Ask A Teacher: Do You Ever Wonder What Students Say About You?

Ask A Teacher: Do You Ever Wonder What Students Say About You?

By Mr. Jung

Q: Do you ever wonder what the students say about you? And, if you hear about it somehow, do you ever try and change the way students think about you?

A: Maybe I’m normalizing a personal neurosis, but I find it difficult to imagine someone who doesn’t wonder, from time to time, what other people think and say about them. Isn’t that the definition of a sociopath? I am compulsively curious about how my students perceive me, although I’m not sure that it affects my actual teaching all that much, since their actual opinions are surprisingly hard to come by.

For whatever reason, I am particularly sensitive to people’s perceptions of my professional competency. So in a way, I probably ruminate on what students think about me more than most other people. That is, what they think about “me,” their instructor, not “me” their husband, brother, friend, or ace SparkLife contributor. In other words, I don’t stay up nights strategizing about how to be "down" with the student body. Even this last sentence, with its use of anachronistic slang and awkward way of drawing attention to it, should indicate my chances for success on that point (hint: pretty low).

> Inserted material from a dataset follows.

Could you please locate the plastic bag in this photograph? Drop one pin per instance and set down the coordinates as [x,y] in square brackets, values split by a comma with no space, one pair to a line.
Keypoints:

So students can say whatever they like about my sweater vests, or the way I roll onto campus like a rock star on my single-speed bike. I don’t pay much attention to these kinds of opinions, because regardless of what anyone says, I’m going to wear a helmet, and I’m going to pull it off, big-time. But I am acutely sensitive to how students respond to my teaching. How could I not be? Teachers need to be barometers for this kind of thing. They need to know what students think about them and their class, and they need to know when students have a point, and when they don’t.

I am especially curious about these opinions because it’s so difficult to get honest feedback. Sure, there are evaluations at the end of the semester, but for some reason, most students don’t take the time to write comments, and let’s be honest, the 1-5 ratings are a waste of everyone’s time. Furthermore, the comments I do get rarely extend beyond something like, “This class was good.” How am I supposed to make use of something that general? Give me something to work with, people! Aside from eavesdropping outside of the student dormitories, which I’m pretty sure crosses some kind of line, where am I supposed to get good information about what works, and/or what doesn’t work, in my classroom?

Rate My Professor has gotten a lot of press over the years (mostly negative, at least from the educator’s side). I think it’s a good idea in principle, but I’d also generously say that only about ten percent of the comments are insightful or useful, and the whole chili-pepper designation for physical attractiveness is awful. So where does that leave me? Students can come into my office hours and tell me how things are going, but while the class is in progress, odds are they won’t want to rock the boat, and once the class is over, they aren’t going to come to my office hours.  Maybe it’s for the best that I don’t really know what students think, because it frees up my teaching and keeps me on my toes, but in any event, I don’t think I’ll stop wondering anytime soon.

Do you tell/write to your teachers about their class or teaching styles?

Mr. Jung teaches college writing in Chicago, where he lives with his wife and their growing collection of street maps.